Could blockchain disrupt the telecoms industry?
- Summary:
- Analyst Dean Bubley discusses at Nexterday North this week how the role of a telecoms provider could be helped by blockchain technology.
And the outcomes aren’t guaranteed - whilst some praise blockchain as the answer to all the problems that a traditional database presents, others point to concerns around creating a ledger that can’t be amended and the outrageous energy consumption.
However, one of the main benefits of blockchain is that it is particularly good at creating trust. My colleague Jon Reed highlighted this recently - given the nature of a blockchain is that it’s a public ledger that contains a distributed, historical ledger of all previous activity - it’s very good at ‘verifying’.
And this could be vary handy to industries outside of the financial services sector - according to analyst Dean Bubley, who was speaking at Nexterday North this week in Helsinki, the ‘anti-seminar’ event hosted by Comptel.

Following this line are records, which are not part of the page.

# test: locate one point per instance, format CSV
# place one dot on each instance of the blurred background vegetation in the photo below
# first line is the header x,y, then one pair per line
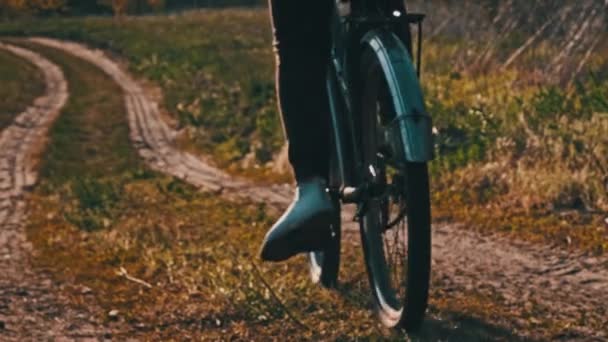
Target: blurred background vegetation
x,y
518,91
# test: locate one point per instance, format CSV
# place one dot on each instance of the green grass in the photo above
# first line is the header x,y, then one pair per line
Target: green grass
x,y
508,139
197,252
97,210
20,82
216,71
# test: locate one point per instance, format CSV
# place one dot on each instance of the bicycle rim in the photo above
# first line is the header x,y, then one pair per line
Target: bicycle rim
x,y
397,258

Bubley was specifically talking about how this network of trust could be applied to the telecoms industry, where there are likely to be examples of how telecoms providers could use blockchain to improve their data integrity. Bubley said:
Trust is one of those words that everyone and no one knows the meaning. It occurs in our day to day existence, when we hand over money, when we hand over a piece of paper, or a credit card, and expecting that the person we hand it to trusts us and trusts our bank and all the other intermediaries in the middle to actually give them usable funds.
This occurs in the telecoms industry in many, many ways. If you think about it, we trust that the person or the number that we dial, is who we expect it to be. We expect that when we port a number between one operator and the other, that it works. The telecoms industry also trusts its customers, in so far as they can do a credit check on anyone. The network trusts SIM, that’s the authentic device and end point that is permitted to use the network.
Going forward, the industry has a whole set of technologies and reasons to need trust itself. And its suppliers and its customers and lots of new intermediaries.
Being the intermediary
Bubley rightly highlights that telecoms providers are essentially intermediaries - which connect people and things to each other. He said that this relies on databases, registries, third parties - none of which is cheap. He said:
Bubley agues that the telecoms industry “needs to step it up” and that there are a number of areas where blockchain could be applied to improve trust and process. One area he believes has broad ranging consequences is data integrity.Trust is something that is more central to the telecoms industry than you might expect. They’re intermediaries - that act of interconnection, even if it’s on the same network, requires databases, requires back-office systems, requires provision of third party services. All of that can be improved.
He explained that there are a lot of requirements on telecoms providers to prove that data hasn’t been tampered with - an idea that is central to blockchain. Bubley said:
The one that I think is the sweet spot in the short, one to three year time frame, is data integrity. I think that this is going to be one of those areas where having an easier way to encrypt, and register and authenticate will be important.
We’re used to thinking about encryption, preventing hacking - we don’t think so much about how we ensure that things that things don’t get changed. For example, one of the operators I was talking to recently was talking about law enforcement, and they were saying they could get a request for call records about someone from the police force - how do we prove that the call detail records are actually the same as the ones that came out the back of our network? What is the chain of custody? What is the audit trail for call detail records?
The same could be true for the Internet-of-Things. How do you know that the data that comes off the sensor, which is perhaps stored offline and then transmitted the next day, is actually genuine and hasn’t changed en-route or been intercepted.
Fraud - this has got a really interesting set of implications as we go to artificial intelligence and speech as an interface. How do you know that the speech that you are hearing or the one that is getting record is actually what went into the microphone or came across the wire? How do you verify and validate that the words haven’t changed or the images haven’t changed?
Other points
However, despite highlighting this use case for the telecoms industry, Bubley isn’t one of the people claiming that blockchain is going to solve all problems. He points to the unbelievable power usage required to run a distributed ledger, and the challenges of scaling. Bubley warned that organisations should consider specific use cases for blockchain, rather than try and apply it everywhere. He said:
If you go on the internet and look at blockchain, a lot of them are science fiction. There’s a lot about ‘this will completely change the nature of society’. It may do, but it is by far uncertain. What is certain is that there are multiple intermediate steps.
But while blockchain is interesting, we will see some pilots over the next 12 to 18 months, it’s not going to be a panacea. When you hear people say ‘blockchain is the most important technology since the internet’ - be sceptical.